Такой вроде стыдливый, замкнутый, а сколько гонору, сколько строгости в нем! Ганне вспомнилось, как хмуро глядел Василь на нее зимой, когда впервые встретились наедине - два дня спустя после собрания в Хадоськиной хате. Как ревновал, чудак, к Корчу! И хоть бы слово сказал, стоял, опустив упрямо-жесткие глаза, ковырял лаптем снег. Только губы от обиды кривились, дрожали. О чем она тогда говорила? .. Помнится только, что сначала было неловко, чувствовала себя вроде виноватой перед ним, а потом неожиданно стало смешно. Еле удержалась, чтобы не засмеяться: боялась, что разозлится, уйдет от нее.

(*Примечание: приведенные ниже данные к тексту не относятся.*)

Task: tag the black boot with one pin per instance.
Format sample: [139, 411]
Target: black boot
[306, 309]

Недаром хотелось смеяться: с того времени сколько вечеров, ночей были вместе, грелись в морозы, вьюги, прислонившись к углу ее хаты. А весной голодно было, кору в муку подмешивали. Другим свет не мил, казалось, до любви ли они ни одного вечера не тут, - но они ни одного вечера не были друг без друга.
Лишь Корч порой прибьется, пристанет, нагонит хмарь на лицо Василя, но Ганна уже умеет разгонять его печаль. Не уговорами, а шутками, насмешливая улыбка сразу смягчает подозрительность Василя.
Вот и теперь Ганна поймала взгляд Евхима - на минуту перестал увязывать воз, смотрит, как Василь подходит к ней, как встретятся. До чего же упрям этот Корч! Словно прилип1 Чем больше гонишь его, тем, кажется, больше липнет. Да еще злится - правда, не показывает- этого, улыбочкой прикрывает злость. Но Ганна все чувствует: думал, каждая, только глянет он, растает сразу, а тут вдруг - дуля. Ну, теперь, может, отвяжется, попробовал, обжегся. Недаром же к лесниковой дочке заглядывать стал.
- Что это вы, дядько, сидите? - спросил Василь, лишь бы сказать что-нибудь. - Самая пора работать, а вы - как в праздник.
- Так и ты, кажется, не работаешь?
- А я - глядя на вас.
- И что ты, грец его, нашел во мне, что все глядишь да глядишь? - как бы пошутил отец, но сказал это серьезно, угрюмо. - Понравился я тебе, что ли?